The Heisman Trophy voting that will be unveiled Saturday evening in New York City is about more than who has been the most outstanding player in college football in 2010.
It could reveal something about human nature, and the climate surrounding college football, most notably swirling around Cam Newton and Auburn University.
Newton not only fits the criteria as the runaway Heisman winner, but as the most controversial player to set foot on any field.
How the scrutiny that cross-haired him about a month ago affects the voting could help define the current culture, and we can take comfort that Cecil Newton doesn’t have a vote for sale.
It’s Newton’s honor. He has earned it, as just about anyone with access to a television set in this part of the country already is aware. There undoubtedly are voters elsewhere, especially on the West Coast, who have seen more of Andrew Luck, Kellen Moore and LaMichael James and would like to stake varied claims, but theirs are vacant shares.

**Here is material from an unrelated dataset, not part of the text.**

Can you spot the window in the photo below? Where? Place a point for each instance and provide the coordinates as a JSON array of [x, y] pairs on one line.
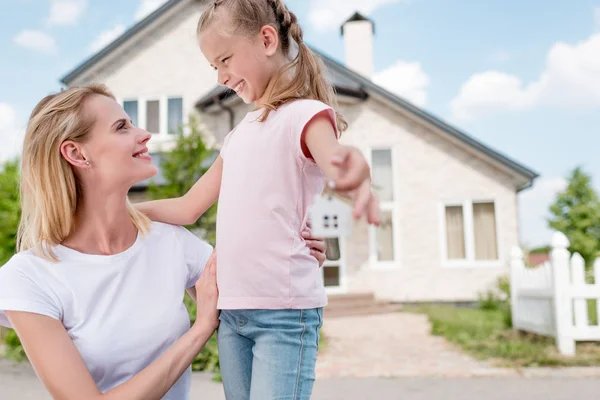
[[131, 108], [470, 231], [382, 174], [175, 115], [159, 115], [383, 237], [153, 116], [455, 233], [331, 269], [484, 231]]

Luck, Moore and James merely will serve to divide the Far West vote, while Newton will dominate in the South, and most likely the Midwest, Southwest, Northeast and Mid-Atlantic, sections of the country that presumably did have players don shoulder pads this season.
The only factor keeping this from being the largest landslide in Heisman history is the pay-for-play scandal. There is little need in recapping the statistics and particulars. Newton could put up an unprededented vote total — unless.
Unless there are those who feel that there is no way the 6-foot-6, 254-pound standout athlete could not know about his father’s scheme. There is more than some validity to that. One even could probe whether or not a young man staking that claim indeed belongs in a college classroom.
But this much in fairness to Newton: What shred of information is there at this point that links him to any wrongdoing? Reggie Bush’s unprecedented forfeiture of the 2005 Heisman is weighing heavily on the minds of some voters, and they are nervous about the 2010 statue being revoked in the future. Yet is that a compelling enough reason to bypass Newton?
It shouldn’t be. The evil sin wouldn’t be Newton handing back the trophy, but denying him in the first place if no further evidence surfaces to stain his eligibility. We’ve vacated a presidency in this country, after all. This is a football statue.
The previous landslide Heisman winners were Bush in 2005 (by percentage) and O.J. Simpson in 1968 (by vote disparity, the number of votes since changed). Hardly envious company.
But one more thought on the annual trophy, named by the way, for a man who once coached at Auburn.
“As long as Cam Newton is eligible to play, he gets my full consideration. And if the season were to end right now, he’d get my No. 1 vote. The Heisman Trust can take away a trophy, but as voters, we’re not in that business.”
Obviously a voter with a mighty allegiance to Southeasrtern Conference football. No? Try the recent comment of John Hunt, a Heisman voter from The Oregonian newspaper.